Equity amounted to NOK 274 million at the end of the second quarter of 2025, down from NOK 348 million at the end of the first quarter. The decrease is almost entirely attributable to the total comprehensive loss of NOK 75 million recognized during the second quarter.

The equity ratio for the second quarter of 57.4%, (61.9% in the first quarter of 2025) and 65.4% at the end of second quarter of 2024.

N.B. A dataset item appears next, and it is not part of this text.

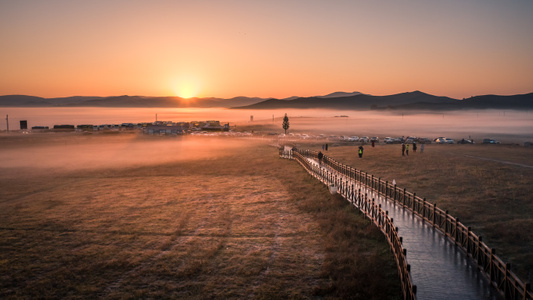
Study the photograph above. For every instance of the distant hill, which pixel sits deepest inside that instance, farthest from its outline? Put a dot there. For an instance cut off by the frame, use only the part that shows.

Total liabilities decreased to NOK 203 million, primarily due to a decrease in current liabilities to NOK 182 million from NOK 194 million in the previous quarter. Current liabilities include trade payables, other short-term obligations, and provisions for warranty related to project activity (see Note 7).

Cash flow

Q2 2025 Q1 2025 Q2 2024 NOK million H1 2025 H1 2024 FY 2024
165 191 185 Cash balance start of period 191 161 161
-48 -50 -65 EBITDA -98 -122 -204
-6 -23 46 Changes in NWC & other -29 127 182
-2 -22 -0 Investments -24 -1 -25
-1 68 82 Financing 67 82 78
-58 -26 62 Total changes in cash -84 87 31
107 165 247 Cash balance end of period 107 247 191

Q2 2025

Net change in cash position during the second quarter 2025 was NOK - 58 million (decrease in cash position) compared to NOK -26 million (decrease in cash position) in the first quarter of 2025.

During this second quarter, net cash flow from investing activities was NOK -2 million, compared to NOK -22 million in the first quarter 2025. These investments primarily support the expansion of manufacturing capacity in Aarhus.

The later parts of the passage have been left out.